Justice

L'homme accusé d'agression sexuelle sur Edouard Louis relaxé, mais condamné pour vol

Edouard Louis lors du salon du livre 2014. - Photo © OLIVIER DION

L'homme accusé d'agression sexuelle sur Edouard Louis relaxé, mais condamné pour vol

"Reda" a été relaxé pour l'accusation d'agression sexuelle sur le romancier Edouard Louis, qui en avait tiré un livre, Histoire de la violence. En revanche, il a été condamné à trois mois de prison avec sursis pour vol aggravé. Il a déjà fait 11 mois de détention provisoire. Edouard Louis fait appel.

Par Vincy Thomas,
avec AFP,
Créé le 08.12.2020 à 22h09,
Mis à jour le 11.12.2020 à 09h35

[Mise à jour le 11 décembre] Un homme de 35 ans, surnommé Reda et jugé pour agression sexuelle sur le romancier Edouard Louis, a été relaxé mardi à Paris pour ces faits, mais condamné à trois mois de prison avec sursis pour vols aggravés. Le tribunal correctionnel a relaxé le prévenu pour les faits d'agression sexuelle notamment en raison de "l'inconstance des déclarations" d'Edouard Louis, qui a de plus "refusé une confrontation" avec le prévenu. 

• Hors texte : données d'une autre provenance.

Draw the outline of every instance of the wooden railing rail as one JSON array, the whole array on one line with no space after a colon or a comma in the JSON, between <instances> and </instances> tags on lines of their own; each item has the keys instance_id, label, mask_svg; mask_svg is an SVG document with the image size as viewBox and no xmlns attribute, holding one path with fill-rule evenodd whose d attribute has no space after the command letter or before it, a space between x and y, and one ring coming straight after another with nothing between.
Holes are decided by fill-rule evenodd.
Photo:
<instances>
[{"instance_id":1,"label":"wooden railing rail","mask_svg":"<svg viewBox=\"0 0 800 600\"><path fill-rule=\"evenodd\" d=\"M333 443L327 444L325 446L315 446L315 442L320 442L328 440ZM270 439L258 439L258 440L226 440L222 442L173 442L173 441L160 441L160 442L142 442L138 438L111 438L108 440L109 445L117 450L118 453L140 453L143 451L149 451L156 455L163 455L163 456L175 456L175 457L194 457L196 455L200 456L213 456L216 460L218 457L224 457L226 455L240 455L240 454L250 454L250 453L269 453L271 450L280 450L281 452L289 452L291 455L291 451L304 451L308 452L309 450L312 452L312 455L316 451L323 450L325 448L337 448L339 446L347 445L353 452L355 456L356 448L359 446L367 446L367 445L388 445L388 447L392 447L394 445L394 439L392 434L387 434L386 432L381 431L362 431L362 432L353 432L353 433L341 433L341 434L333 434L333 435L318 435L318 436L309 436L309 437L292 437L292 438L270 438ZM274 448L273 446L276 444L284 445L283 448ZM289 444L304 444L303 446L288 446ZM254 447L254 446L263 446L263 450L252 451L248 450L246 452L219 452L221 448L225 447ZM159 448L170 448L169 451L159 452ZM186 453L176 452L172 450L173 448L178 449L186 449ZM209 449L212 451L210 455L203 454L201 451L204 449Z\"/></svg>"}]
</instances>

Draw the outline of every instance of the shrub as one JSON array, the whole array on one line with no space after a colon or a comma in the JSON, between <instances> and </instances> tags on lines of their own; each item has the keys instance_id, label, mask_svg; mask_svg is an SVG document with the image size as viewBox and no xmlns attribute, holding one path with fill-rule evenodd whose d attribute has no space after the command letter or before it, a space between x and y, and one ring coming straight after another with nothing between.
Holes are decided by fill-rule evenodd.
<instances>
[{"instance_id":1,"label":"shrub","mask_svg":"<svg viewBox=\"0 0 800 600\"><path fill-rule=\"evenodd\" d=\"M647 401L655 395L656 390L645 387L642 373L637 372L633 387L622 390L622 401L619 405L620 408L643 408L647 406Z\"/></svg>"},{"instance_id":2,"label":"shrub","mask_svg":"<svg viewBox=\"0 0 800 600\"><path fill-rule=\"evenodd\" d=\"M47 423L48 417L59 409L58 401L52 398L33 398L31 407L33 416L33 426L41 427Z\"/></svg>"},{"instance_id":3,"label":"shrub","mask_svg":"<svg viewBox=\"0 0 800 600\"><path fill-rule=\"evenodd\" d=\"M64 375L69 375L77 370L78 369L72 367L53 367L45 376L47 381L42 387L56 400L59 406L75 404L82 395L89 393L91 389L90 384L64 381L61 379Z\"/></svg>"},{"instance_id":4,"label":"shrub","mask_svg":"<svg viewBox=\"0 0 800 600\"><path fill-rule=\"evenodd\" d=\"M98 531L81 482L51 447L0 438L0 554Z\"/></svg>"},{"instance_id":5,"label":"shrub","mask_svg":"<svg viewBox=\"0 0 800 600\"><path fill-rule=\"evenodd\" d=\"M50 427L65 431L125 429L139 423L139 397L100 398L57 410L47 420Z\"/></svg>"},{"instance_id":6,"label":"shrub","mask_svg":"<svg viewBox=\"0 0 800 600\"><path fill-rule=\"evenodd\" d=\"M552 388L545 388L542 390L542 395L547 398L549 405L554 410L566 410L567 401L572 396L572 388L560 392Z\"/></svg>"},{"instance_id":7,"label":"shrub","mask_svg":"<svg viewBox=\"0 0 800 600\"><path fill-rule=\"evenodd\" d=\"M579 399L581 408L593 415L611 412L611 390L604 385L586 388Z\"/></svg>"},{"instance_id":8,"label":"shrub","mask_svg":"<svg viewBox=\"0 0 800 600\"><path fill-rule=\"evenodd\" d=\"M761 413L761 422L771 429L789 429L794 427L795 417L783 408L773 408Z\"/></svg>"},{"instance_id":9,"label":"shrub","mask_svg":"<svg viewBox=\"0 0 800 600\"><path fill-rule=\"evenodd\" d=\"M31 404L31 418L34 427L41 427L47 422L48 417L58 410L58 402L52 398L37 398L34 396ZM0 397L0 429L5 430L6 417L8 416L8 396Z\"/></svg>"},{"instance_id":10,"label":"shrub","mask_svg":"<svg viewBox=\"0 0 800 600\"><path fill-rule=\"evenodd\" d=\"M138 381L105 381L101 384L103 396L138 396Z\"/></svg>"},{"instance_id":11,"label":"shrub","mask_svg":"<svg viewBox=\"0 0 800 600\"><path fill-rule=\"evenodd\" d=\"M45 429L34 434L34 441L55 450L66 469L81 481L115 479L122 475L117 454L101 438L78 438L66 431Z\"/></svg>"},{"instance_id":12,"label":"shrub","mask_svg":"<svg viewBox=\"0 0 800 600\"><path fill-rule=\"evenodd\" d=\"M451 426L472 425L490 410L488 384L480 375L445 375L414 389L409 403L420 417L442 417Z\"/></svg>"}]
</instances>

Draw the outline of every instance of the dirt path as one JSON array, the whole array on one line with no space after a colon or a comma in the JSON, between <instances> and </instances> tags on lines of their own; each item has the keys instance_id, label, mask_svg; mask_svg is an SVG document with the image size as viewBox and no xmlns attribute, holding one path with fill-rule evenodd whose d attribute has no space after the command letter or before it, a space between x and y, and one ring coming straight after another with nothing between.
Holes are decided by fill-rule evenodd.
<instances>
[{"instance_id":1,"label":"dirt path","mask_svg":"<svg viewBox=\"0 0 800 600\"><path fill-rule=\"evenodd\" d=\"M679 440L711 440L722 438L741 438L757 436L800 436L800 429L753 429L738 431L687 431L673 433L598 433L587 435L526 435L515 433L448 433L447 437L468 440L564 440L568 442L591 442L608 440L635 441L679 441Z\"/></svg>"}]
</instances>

Lors de l'audience du 23 octobre, le parquet avait requis une peine de quatre ans de prison dont deux ans avec sursis, avec obligation de soin. Le conseil d'Edouard Louis, Me Emmanuel Pierrat, collaborateur à Livres Hebdo, a indiqué à l'AFP son intention de faire appel de cette décision. Le parquet a aussi fait appel. Un nouveau procès aura donc lieu.

Une histoire ancienne

Le 23 octobre dernier, lors du procès, huit ans après les faits, la procureure a requis une peine de 4 ans dont 2 ans avec sursis, avec obligation de soin, citant le rapport médico-légal, les "versions concordantes" de l'auteur auprès "des amis, des services de police, des médecins".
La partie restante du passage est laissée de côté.